To prevent indexing duplicate data, verify that multiple inputs do not collect the same S3 folder and file data.

  1. As a best practice, archive your S3 bucket contents when you no longer need to actively collect them. AWS charges for list key API calls that the input uses to scan your buckets for new and changed files so you can reduce costs and improve performance by archiving older S3 keys to another bucket or storage type.

  2. After configuring an S3 input, you may need to wait for a few minutes before new events are ingested and can be searched. The wait time depends on the number of files in the S3 buckets from which you are collecting data. The larger the quantity files, the longer the delay. Also, more verbose logging levels causes longer data digestion time.
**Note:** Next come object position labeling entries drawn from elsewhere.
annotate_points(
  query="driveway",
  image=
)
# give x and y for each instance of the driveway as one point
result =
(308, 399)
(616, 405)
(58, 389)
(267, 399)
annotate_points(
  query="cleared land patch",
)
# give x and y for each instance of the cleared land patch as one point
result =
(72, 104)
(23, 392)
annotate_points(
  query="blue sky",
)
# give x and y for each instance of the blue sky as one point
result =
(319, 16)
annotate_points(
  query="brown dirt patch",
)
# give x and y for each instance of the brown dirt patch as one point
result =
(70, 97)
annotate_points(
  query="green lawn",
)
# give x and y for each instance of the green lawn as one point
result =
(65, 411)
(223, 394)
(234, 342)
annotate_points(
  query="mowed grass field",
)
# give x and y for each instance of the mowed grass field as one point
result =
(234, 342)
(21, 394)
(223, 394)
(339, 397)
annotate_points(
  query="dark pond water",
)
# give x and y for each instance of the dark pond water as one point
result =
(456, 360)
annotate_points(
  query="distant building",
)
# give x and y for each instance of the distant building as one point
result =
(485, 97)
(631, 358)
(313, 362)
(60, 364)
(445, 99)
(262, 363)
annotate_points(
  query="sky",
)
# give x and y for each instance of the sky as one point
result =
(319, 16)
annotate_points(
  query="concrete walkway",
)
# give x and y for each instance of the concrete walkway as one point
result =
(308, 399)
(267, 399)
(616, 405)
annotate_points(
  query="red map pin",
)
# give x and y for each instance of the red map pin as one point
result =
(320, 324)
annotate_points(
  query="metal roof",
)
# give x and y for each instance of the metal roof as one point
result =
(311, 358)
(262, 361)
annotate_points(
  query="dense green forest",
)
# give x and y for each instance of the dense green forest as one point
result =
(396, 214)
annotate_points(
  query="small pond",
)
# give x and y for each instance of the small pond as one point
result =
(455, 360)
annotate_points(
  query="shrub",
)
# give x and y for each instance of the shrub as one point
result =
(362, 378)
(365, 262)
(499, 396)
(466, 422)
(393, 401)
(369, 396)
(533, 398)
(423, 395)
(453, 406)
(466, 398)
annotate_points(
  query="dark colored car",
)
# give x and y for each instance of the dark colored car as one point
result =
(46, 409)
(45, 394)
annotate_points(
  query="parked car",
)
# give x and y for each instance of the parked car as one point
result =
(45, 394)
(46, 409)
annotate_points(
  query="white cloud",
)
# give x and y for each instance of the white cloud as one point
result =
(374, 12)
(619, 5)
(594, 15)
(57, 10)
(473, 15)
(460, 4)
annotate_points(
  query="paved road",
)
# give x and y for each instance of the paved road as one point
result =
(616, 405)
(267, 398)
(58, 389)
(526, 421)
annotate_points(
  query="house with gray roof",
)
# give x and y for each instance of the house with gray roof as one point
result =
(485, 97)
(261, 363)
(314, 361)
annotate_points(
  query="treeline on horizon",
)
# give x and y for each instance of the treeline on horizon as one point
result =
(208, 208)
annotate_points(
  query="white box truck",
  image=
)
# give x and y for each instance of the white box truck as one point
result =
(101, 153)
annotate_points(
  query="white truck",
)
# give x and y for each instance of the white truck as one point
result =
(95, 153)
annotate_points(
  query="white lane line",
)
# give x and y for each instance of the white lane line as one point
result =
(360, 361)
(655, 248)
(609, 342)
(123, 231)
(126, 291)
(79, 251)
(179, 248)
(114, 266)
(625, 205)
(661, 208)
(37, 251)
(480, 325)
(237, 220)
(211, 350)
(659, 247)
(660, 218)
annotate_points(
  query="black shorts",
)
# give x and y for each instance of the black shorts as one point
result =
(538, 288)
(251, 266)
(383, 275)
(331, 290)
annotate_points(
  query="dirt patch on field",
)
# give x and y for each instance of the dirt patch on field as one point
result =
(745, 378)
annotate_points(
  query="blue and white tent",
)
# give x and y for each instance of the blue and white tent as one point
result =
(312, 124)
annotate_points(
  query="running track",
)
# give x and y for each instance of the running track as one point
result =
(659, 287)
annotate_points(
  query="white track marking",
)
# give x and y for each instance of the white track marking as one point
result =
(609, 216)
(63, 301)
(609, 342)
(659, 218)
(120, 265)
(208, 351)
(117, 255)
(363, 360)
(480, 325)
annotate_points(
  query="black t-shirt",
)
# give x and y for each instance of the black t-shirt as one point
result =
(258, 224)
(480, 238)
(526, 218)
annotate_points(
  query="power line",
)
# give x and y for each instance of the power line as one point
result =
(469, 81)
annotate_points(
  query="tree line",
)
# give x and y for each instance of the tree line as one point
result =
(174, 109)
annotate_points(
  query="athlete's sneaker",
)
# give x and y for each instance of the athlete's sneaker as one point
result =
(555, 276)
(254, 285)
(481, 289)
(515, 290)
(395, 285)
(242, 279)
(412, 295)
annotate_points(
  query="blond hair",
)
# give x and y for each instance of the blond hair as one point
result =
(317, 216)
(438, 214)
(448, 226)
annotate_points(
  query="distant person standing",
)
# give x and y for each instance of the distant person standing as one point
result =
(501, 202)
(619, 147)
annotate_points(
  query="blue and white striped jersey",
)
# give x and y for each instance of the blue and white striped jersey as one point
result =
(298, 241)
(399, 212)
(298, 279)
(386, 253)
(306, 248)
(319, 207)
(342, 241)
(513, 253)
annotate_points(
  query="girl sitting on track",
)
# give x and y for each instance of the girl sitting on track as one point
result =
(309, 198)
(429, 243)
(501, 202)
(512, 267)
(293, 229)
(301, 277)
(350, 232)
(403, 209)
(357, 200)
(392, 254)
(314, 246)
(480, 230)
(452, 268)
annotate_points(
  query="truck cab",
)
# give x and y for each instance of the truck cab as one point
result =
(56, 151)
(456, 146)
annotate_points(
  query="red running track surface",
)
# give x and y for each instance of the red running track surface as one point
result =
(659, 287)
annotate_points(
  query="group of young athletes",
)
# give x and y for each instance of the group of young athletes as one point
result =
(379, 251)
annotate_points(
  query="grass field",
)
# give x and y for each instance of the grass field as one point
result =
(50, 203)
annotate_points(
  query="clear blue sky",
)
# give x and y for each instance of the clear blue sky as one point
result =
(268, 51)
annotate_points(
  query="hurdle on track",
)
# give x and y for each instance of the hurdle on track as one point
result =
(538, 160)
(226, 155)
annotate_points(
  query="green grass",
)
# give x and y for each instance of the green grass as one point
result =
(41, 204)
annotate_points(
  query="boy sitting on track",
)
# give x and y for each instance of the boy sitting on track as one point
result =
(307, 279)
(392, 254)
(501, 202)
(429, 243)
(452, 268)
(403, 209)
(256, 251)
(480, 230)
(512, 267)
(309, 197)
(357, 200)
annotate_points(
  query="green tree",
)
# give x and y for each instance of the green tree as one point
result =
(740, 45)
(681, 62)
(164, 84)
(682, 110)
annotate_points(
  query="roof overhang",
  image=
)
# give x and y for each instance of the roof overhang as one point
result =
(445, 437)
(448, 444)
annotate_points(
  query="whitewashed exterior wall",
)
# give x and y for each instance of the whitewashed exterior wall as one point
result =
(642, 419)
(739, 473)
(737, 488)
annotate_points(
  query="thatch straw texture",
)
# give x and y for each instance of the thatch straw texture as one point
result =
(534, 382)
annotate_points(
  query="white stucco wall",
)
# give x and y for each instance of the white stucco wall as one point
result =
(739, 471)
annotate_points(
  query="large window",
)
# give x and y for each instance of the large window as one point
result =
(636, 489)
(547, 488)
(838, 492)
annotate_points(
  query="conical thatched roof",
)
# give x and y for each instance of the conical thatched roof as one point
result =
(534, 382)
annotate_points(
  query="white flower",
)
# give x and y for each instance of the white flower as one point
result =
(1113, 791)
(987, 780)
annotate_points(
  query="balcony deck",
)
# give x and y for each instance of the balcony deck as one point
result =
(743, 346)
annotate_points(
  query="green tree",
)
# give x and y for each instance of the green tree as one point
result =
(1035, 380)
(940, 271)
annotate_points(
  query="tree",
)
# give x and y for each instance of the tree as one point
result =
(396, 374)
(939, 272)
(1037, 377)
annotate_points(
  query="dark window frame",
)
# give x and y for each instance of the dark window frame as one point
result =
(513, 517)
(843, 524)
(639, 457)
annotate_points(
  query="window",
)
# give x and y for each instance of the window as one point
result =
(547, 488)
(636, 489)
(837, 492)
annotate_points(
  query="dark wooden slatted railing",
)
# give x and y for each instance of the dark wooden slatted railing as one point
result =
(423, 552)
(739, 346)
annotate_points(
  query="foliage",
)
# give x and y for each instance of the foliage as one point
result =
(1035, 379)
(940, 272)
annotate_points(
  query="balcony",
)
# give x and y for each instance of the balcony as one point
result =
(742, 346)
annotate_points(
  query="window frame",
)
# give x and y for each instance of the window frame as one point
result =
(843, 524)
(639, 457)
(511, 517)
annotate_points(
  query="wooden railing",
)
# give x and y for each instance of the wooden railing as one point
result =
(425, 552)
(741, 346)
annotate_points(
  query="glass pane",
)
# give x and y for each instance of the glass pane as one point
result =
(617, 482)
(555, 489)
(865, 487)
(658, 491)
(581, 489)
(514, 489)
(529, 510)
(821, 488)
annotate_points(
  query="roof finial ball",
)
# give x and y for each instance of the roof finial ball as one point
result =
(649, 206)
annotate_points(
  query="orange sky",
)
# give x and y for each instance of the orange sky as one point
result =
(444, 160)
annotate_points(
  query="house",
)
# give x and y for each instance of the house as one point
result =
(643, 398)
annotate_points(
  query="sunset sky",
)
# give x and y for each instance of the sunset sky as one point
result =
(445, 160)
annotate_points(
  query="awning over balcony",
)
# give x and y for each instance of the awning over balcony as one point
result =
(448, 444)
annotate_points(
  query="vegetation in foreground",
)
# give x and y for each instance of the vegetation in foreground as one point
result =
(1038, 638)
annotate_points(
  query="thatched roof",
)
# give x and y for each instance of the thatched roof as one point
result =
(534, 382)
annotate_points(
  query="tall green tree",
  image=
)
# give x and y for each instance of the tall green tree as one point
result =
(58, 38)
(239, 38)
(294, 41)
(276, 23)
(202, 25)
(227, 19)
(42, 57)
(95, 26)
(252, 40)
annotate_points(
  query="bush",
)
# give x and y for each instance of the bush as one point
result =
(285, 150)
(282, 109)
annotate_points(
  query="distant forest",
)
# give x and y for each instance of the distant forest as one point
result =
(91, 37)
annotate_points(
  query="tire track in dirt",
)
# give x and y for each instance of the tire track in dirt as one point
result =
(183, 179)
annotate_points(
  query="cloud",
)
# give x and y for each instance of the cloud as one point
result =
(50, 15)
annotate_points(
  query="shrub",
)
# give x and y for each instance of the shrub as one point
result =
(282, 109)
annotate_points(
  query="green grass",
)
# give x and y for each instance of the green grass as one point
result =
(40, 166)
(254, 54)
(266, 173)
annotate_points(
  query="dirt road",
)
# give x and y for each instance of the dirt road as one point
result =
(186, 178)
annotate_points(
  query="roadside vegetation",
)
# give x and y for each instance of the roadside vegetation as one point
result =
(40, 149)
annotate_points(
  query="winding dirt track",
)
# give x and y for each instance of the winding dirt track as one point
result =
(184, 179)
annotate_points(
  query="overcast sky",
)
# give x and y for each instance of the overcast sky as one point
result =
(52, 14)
Configure AWS services for the Generic S3 input

To collect access logs, configure logging in the AWS console to collect the logs in a dedicated S3 bucket. See the AWS documentation for more information on how to configure access logs:

See http://docs.aws.amazon.com/gettingstarted/latest/swh/getting-started-create-bucket.html for more information about how to configure S3 buckets and objects.

Refer to the AWS S3 documentation for more information about how to configure S3 buckets and objects: http://docs.aws.amazon.com/gettingstarted/latest/swh/getting-started-create-bucket.html

Configure S3 permissions

Required permissions for S3 buckets and objects:

  • ListBucket
  • GetObject
  • ListAllMyBuckets
  • GetBucketLocation

Required permissions for KMS:

  • Decrypt

In the Resource section of the policy, specify the Amazon Resource Names (ARNs) of the S3 buckets from which you want to collect S3 Access Logs, CloudFront Access Logs, ELB Access Logs, or generic S3 log data.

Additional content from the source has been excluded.